Utilizing pulse oximetry screening, more infants can be diagnosed with a range of CCHDs before they get sick. These screening looks at seven major defects: hypoplastic left heart syndrome, tetralogy of Fallot, pulmonary atresia with intact septum, transposition of the great arteries, total anomalous pulmonary venous return, truncus arteriosus and tricuspid atresia. Five additional, secondary, diagnoses include double outlet right ventricle, coarctation of the aorta, Ebstein’s anomaly, single ventricle and interrupted aortic arch.

While each of these defects is a mouthful to pronounce, the actual screening process for CCHDs is pretty simple. A portable, non-invasive device called a pulse oximeter can quickly measure the oxygen level in an infant’s blood. If an abnormal reading occurs, the infant is referred for an echocardiogram, or ultrasound of the heart, which is interpreted by a pediatric cardiologist. The heart may actually be normal, (a ‘false positive’ screen), but if it is abnormal then the pediatric cardiologist and the providers taking care of the newborn will come up with an action plan.

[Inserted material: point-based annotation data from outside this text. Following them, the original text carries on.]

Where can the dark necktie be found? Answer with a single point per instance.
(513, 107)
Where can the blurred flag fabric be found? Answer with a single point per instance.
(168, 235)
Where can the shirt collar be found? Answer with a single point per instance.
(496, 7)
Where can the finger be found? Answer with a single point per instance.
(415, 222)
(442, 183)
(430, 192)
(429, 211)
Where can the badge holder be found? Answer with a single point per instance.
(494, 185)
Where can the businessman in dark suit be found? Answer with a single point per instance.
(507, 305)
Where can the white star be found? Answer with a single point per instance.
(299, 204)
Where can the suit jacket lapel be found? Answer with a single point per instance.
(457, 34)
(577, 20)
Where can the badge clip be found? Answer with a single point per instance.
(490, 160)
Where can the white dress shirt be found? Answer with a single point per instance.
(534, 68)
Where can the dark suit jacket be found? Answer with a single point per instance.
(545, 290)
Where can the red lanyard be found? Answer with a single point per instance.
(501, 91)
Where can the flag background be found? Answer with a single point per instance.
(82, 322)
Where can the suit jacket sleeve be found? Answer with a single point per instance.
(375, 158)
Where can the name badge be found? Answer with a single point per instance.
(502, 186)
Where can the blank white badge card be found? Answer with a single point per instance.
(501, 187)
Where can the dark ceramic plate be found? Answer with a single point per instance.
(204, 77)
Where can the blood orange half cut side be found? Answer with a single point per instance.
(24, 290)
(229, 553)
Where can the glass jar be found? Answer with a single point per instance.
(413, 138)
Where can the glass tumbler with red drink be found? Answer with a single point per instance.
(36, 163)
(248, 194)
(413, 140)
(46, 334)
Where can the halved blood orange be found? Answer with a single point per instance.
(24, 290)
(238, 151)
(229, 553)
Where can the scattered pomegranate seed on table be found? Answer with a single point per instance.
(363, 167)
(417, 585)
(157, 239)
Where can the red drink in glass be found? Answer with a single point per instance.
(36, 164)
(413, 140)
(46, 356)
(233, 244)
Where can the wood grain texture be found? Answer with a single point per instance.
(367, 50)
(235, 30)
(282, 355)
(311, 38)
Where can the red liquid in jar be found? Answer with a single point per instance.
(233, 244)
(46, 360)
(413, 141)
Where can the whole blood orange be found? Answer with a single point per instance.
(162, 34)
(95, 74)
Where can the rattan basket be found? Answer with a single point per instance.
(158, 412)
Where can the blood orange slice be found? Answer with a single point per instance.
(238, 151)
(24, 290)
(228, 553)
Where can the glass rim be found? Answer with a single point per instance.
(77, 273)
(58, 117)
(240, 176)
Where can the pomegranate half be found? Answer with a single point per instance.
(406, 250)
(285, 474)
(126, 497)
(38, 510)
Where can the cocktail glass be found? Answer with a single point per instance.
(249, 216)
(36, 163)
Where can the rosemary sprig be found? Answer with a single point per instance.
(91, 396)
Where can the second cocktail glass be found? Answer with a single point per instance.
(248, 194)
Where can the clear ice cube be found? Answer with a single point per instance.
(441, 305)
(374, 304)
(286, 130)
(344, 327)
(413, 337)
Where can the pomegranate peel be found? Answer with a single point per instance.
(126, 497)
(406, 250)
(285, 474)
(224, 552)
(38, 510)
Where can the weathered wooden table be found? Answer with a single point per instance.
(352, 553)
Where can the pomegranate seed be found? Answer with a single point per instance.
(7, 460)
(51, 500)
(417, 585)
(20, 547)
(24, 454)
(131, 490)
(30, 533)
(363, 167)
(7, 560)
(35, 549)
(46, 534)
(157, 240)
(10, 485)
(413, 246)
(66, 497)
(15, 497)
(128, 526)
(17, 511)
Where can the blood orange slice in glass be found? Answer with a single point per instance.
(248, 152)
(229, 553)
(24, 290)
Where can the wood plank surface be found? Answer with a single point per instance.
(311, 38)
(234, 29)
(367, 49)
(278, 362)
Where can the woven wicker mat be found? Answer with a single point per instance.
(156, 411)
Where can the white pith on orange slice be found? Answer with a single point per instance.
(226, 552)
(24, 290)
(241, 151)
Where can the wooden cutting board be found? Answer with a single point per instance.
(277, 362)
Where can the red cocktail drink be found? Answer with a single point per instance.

It’s important to note that this screening doesn't take the place of routine exams, and not all types of CCHDs can be uncovered with this screening. However, the actual cost of this screening is relatively low. Sometimes a simple $15 screening can save a life. 

We are trying to get pulse oximetry screening mandatory in every state.  Please be sure to ask for the screening for your baby and help us spread the word so that no baby will go home undiagnosed.